学位論文要旨



No 215162
著者(漢字) 柳田,雅明
著者(英字)
著者(カナ) ヤナギダ,マサアキ
標題(和) イギリスにおける「資格制度」の研究 : 「枠組みの標準化」と「評価の標準化」の観点からの検討
標題(洋)
報告番号 215162
報告番号 乙15162
学位授与日 2001.09.20
学位種別 論文博士
学位種類 博士(学術)
学位記番号 第15162号
研究科 工学系研究科
専攻 先端学際工学専攻
論文審査委員 主査: 東京大学 教授 橋本,毅彦
 東京大学 教授 河内,啓二
 東京大学 教授 浦野,東洋一
 東京大学 教授 苅谷,剛彦
 東京大学 教授 廣松,毅
内容要旨 要旨を表示する

 本論文は、とかく弊害ばかりが指摘されがちな「資格」が学習者本位に活用できるよう、そのための論理一貫した知見獲得を目指したものである。そこで、操作的な定義に基づく分析概念として「枠組みの標準化」と「評価の標準化」とを導入して、イギリスにおける「資格制度」を今回対象に、主としてイングランド・ウェールズとスコットランドとの比較を通じて検討した。概念の定義は、次の通りである。「評価」は「把握した情報をある基準に基づいて判断した結果」、「資格」は学歴や職業資格等を全て含み込んだ「ある一定の能力を有するとして、組織が個人に対して認証する持続的評価」、「枠組みの標準化」は「国もしくは地域における『資格制度』を共通の枠組みとなるよう設定した上で、その枠組みに整合するように『資格』を新たに設定もしくは整理・統合・再編すること」、そして「評価の標準化」は「『枠組みの標準化』を前提にしつつも、各『資格』において共通の評価判定基準を明示して設定し、その手続きに従い『評価』を実施すること。ただし、多種多様な学習成果に対応して『評価』の評価判定基準を設定していることを当然の前提とする」。

 第1章は、序論であった。研究における問題意識を提示し、「資格」とその前提となる「評価」ならびに「標準化」「枠組みの標準化」「評価の標準化」を操作的に定義した。またイギリスにおける「評価」の原理とする「認知的・理論的能力」と「操作的遂行能力」についても定義した。そして仮説の提示とその検証方法および本論文の構成を示した。

 第2章は、先行研究の検討であった。

 第3章は、「資格」に関するイギリスでの歴史的展開を、「標準化」に焦点を当てつつ概観した。

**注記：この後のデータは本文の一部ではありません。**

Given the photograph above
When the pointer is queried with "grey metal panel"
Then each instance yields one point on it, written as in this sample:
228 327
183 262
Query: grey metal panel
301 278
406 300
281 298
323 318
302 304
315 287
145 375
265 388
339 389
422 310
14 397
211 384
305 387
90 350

 第4章では、「標準化」された職業資格に関してNVQ(National Vocational Qualifications)を中心に検討した。NVQとSVQ(スコットランド)が「法的拘束力なき官製標準」という「評価の標準化」がされていると確認できた。また、制度を導入する際の官僚的硬直性も問題点となり、その政策的対応の開始も明らかになった。

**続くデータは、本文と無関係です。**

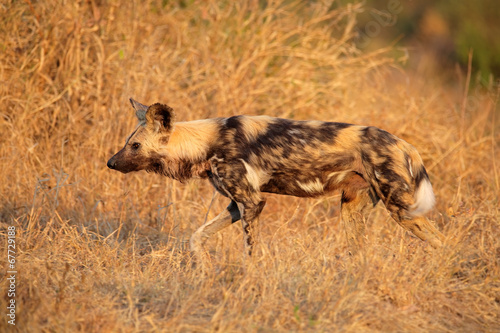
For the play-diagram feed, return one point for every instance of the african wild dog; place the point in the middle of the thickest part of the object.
(243, 156)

 第5章では、普通教育学力・職業能力統合資格に関する検討を、GNVQ(General National Vocational Qualifications)を軸に行った。GNVQもまた、「法的拘束力なき官製標準」という「評価の標準化」であることをまず示した。GNVQを巡る問題としては、職種・業種を超えた基礎学力を「単位」化するコア・スキル(キー・スキル)にかかわる問題、およびアラン・スミザーズによる水準維持に関する批判を、政策動向と現場実践とを突き合わせながら検討した。GNVQとの同時取得が可能であるものの年齢制限があるDVE(Diploma of Vocational Education)は、厳密な評価判定という点で弱さがあることが分かった。導入年齢14歳のパート・ワンGNVQは、前期中等教育段階に専門性を持つ職業教育を行う問題点があるものの、生徒たちの就職難という現実を目の当たりして、教育現場では必要とされている事例も存在していた。一方、スコットランドでは、モジュラー化したGNVQ互換資格であるGSVQが導入されるものの、さらにそれが普通学力認定資格である「スコットランド教育修了証」と統合されて、「スコットランド全国資格」へと発展的に解消をしていく状況を示した。

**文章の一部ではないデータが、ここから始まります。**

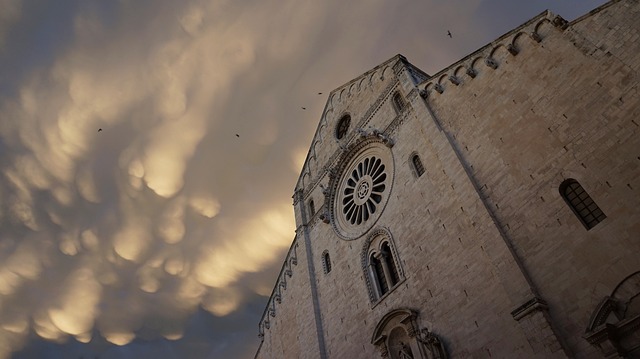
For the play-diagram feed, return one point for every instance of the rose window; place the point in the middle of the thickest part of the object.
(363, 191)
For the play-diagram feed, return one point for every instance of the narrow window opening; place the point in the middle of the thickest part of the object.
(581, 203)
(393, 271)
(312, 207)
(343, 126)
(398, 102)
(417, 165)
(326, 261)
(378, 273)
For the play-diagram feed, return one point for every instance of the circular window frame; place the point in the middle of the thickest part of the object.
(348, 225)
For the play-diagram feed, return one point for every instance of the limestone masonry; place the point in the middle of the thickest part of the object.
(491, 210)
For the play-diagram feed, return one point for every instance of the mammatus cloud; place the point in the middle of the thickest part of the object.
(127, 202)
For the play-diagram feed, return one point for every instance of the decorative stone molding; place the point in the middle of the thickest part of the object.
(532, 305)
(398, 336)
(281, 284)
(536, 37)
(559, 22)
(530, 29)
(491, 63)
(374, 240)
(614, 327)
(471, 72)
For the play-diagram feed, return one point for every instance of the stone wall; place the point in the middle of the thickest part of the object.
(492, 259)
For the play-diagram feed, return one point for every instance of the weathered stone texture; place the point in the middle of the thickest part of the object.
(492, 259)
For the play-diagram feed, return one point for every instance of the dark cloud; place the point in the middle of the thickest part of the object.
(161, 235)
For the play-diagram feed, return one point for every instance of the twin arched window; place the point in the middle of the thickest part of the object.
(581, 203)
(381, 266)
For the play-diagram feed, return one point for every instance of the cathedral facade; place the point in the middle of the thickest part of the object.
(489, 210)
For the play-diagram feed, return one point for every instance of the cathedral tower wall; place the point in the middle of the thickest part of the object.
(468, 248)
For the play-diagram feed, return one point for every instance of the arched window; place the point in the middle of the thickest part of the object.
(312, 208)
(581, 203)
(326, 262)
(380, 265)
(398, 102)
(417, 165)
(343, 126)
(385, 252)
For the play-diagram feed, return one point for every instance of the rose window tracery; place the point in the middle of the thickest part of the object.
(363, 190)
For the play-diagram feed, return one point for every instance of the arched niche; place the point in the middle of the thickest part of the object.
(614, 326)
(398, 336)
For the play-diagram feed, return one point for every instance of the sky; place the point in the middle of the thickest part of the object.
(149, 150)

 第6章では、まず「全国資格枠組み」の確立とそれへのマイケル・F・D・ヤングによる批判を示し、教育訓練にかかわる他の政策・施策・制度との関連を検討した。次いで、主として社会的に不利な立場にある成人のために設定された大学等高等教育機関入学準備課程である、イングランド・ウェールズにおけるアクセス・コースとその修了資格である「アクセス資格」および「スコットランド・より広いアクセスのためのプログラム」を比較検討した。以上の検討のもと、「全国資格枠組み」に関わる問題点として、(1)「評価」の原理にかかわる問題、(2)「資格」における「評価の標準化」の不均等さ、および(3)労働市場と資格制度「標準化」との関係をそれぞれ検討し、さらに全体考察をした。

 第7章では、「標準化」を支えまた「標準化」に支えられる3つの手法・技術について検討した。すなわち、(1)「学習経験および既習得技能・能力等の単位認定(APL)」、(2)NRA(全国共通到達度記録書)とその電子化した書式であるプログレス・ファイルへの進展、ならびに(3)情報技術、特にコンピュータ・データベースの開発・活用についてを検討した。その結果、次のように考察できた。以上3つの手法・技術は「枠組みの標準化」ができていれば、現場でのキャリア・ガイダンスや学習行動計画作成において広く効果的に活用することができる。しかし「評価の標準化」が進まないとその効果が限定される。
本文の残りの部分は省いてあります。